Section 211-a changed the common law rule as to contribution between joint tort feasors and had no purpose to change or affect the law governing the right to appeal (Ward v. Iroquois GasCorp., 258 N.Y. 124). The right to appeal is purely statutory (Croveno v. Atlantic Ave. R.R. Co., 150 N.Y. 225, 228). The appellant here had the right to appeal from the judgment in favor of plaintiffs (Civil Practice Act, § 557), but it did not do so. Asserting that it now is a party aggrieved since it has paid plaintiffs' judgment and has the right to pro rata contribution from its co-tort-feasor of part of the amount paid, it seeks to be substituted as respondent in place of the plaintiffs in the original action upon the appeal. Section 557 of the Civil Practice Act, which it invokes in favor of its motion, has no application to the situation here presented. It has not, within the intent or wording of subdivision 2 of that section, "acquired since the * * * rendering of the judgment appealed from an interest which would have entitled him to be so substituted if it had been previously acquired." The interest of a person injured in his right to recover against the wrongdoer is not, under the common law, assignable. Neither section 211-a nor any other statutory provision has changed that rule of law. Section 211-a confers a right to and creates an interest in a party against his joint tort feasor in the subject matter of the action only after judgment against both joint tort feasors in favor of the party who has sustained his injuries as the result of their joint *Page 463 
or concurring negligence and confers upon it no right to participate in an appeal as against its joint tort feasor (Ward
v. Iroquois Gas Corp., supra).
A prop for reversal is found in a statement obiter in Neenan
v. Woodside Astoria Transp. Co. (261 N.Y. 159, 165) that "The paying defendant thus recovers on the theory of subrogation and partially enforces a right always existing in the plaintiff." Subrogation is a doctrine purely of equity whereby there arises "the substitution in place of the creditor of one, usually a surety, who under the compulsion of necessity, or for the protection of his own interests, has discharged a debt for which as between himself and another, the latter is primarily liable" (Mansfield v.
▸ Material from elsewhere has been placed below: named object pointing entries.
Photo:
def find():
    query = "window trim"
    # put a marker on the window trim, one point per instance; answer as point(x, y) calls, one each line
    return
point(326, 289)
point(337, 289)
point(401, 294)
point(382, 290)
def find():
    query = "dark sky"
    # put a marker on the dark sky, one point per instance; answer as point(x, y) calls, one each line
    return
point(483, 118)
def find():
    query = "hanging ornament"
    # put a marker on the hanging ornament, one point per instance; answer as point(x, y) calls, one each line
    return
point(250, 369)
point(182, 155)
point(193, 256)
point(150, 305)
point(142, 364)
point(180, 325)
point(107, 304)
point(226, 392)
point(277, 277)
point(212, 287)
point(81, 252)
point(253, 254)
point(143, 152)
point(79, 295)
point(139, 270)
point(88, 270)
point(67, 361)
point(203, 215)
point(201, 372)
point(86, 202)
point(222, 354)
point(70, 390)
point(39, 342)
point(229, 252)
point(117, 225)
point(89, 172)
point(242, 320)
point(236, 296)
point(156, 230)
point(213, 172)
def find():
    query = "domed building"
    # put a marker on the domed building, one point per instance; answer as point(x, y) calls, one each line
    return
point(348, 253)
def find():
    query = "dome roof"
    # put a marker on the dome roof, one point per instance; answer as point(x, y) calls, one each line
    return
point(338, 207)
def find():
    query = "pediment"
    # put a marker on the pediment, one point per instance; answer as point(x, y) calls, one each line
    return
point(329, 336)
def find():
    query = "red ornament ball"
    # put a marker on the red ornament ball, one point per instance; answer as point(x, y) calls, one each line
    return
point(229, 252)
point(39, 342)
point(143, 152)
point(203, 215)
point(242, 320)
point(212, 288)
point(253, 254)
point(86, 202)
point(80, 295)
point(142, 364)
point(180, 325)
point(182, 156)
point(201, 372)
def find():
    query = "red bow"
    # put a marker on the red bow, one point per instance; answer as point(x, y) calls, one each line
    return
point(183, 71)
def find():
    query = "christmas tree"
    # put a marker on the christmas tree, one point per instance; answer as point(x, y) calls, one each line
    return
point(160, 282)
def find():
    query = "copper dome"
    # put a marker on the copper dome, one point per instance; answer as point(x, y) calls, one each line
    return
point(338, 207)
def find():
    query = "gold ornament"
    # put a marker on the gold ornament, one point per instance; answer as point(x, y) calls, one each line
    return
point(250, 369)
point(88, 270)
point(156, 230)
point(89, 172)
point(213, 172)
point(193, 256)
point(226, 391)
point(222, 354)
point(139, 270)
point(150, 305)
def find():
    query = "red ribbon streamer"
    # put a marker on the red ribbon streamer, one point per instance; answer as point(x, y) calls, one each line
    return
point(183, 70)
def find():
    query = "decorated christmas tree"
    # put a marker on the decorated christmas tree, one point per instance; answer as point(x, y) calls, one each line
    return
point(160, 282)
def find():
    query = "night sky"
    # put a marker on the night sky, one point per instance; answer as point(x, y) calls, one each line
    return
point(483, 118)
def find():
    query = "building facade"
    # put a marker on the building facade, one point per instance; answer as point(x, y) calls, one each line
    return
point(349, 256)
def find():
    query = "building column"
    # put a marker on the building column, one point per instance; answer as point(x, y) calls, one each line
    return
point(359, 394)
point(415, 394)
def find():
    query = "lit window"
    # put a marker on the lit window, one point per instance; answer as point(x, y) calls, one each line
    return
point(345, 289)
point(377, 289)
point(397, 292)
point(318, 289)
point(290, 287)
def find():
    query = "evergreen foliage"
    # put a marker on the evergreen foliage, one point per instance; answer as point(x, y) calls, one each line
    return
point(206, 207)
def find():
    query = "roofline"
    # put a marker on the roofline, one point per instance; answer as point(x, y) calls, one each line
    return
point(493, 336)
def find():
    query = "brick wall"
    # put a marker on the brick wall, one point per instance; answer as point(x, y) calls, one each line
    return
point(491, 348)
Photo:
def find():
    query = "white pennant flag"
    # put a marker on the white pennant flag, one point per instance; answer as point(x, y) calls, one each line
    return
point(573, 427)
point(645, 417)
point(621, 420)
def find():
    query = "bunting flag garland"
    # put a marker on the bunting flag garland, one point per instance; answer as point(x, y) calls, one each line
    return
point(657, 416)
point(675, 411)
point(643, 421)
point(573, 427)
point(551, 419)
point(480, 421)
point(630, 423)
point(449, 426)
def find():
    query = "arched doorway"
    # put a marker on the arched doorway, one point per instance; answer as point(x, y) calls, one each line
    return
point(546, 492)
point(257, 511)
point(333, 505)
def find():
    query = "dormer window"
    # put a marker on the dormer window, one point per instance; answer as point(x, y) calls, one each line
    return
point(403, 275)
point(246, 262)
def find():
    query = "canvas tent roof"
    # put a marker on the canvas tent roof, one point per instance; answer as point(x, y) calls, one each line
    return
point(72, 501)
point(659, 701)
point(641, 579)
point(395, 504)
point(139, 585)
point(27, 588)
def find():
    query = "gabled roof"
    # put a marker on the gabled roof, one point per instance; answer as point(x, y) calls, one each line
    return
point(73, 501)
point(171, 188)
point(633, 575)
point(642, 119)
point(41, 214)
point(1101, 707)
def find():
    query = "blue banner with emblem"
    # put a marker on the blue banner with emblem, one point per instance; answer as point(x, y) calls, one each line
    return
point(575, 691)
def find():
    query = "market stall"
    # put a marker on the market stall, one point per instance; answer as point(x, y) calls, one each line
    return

Mayor, 165 N.Y. 208, 214. See, also, Black's Law Dictionary, Subrogation, pp. 1169, 1170, with authorities and cases cited.) Subrogation cannot exist between joint tort feasors. Each is liable to plaintiffs for payment of the whole judgment. There is no primary obligation to pay the judgment as between the two. Appellant was a wrongdoer and it has been so adjudged. Furthermore, under the common law, payment of the judgment by one of two joint tort feasors discharged the debt as to all (Barrett v. Third Avenue R.R. Co., 45 N.Y. 628). Prior to the enactment of section 211-a of the Civil Practice Act, one joint tort feasor, after paying the judgment, could not maintain an action either at law or in equity against the other tort feasor for contribution (Ward v. Iroquois Gas Corp., supra,
pp. 127, 128). That rule of the common law was changed by section 211-a by which contribution might be compelled by one of two specific remedies which are adequate and exclusive and subrogation is not one of them. There can be no subrogation in equity where there is an adequate remedy at law (37 Cyc. p. 373 and cases cited).
The order appealed from should be affirmed, with costs, and the questions certified answered in the negative.
LEHMAN, Ch. J., FINCH and DESMOND, JJ., concur with LEWIS, J.; RIPPEY, J., dissents in opinion in which LOUGHRAN and CONWAY, JJ., concur.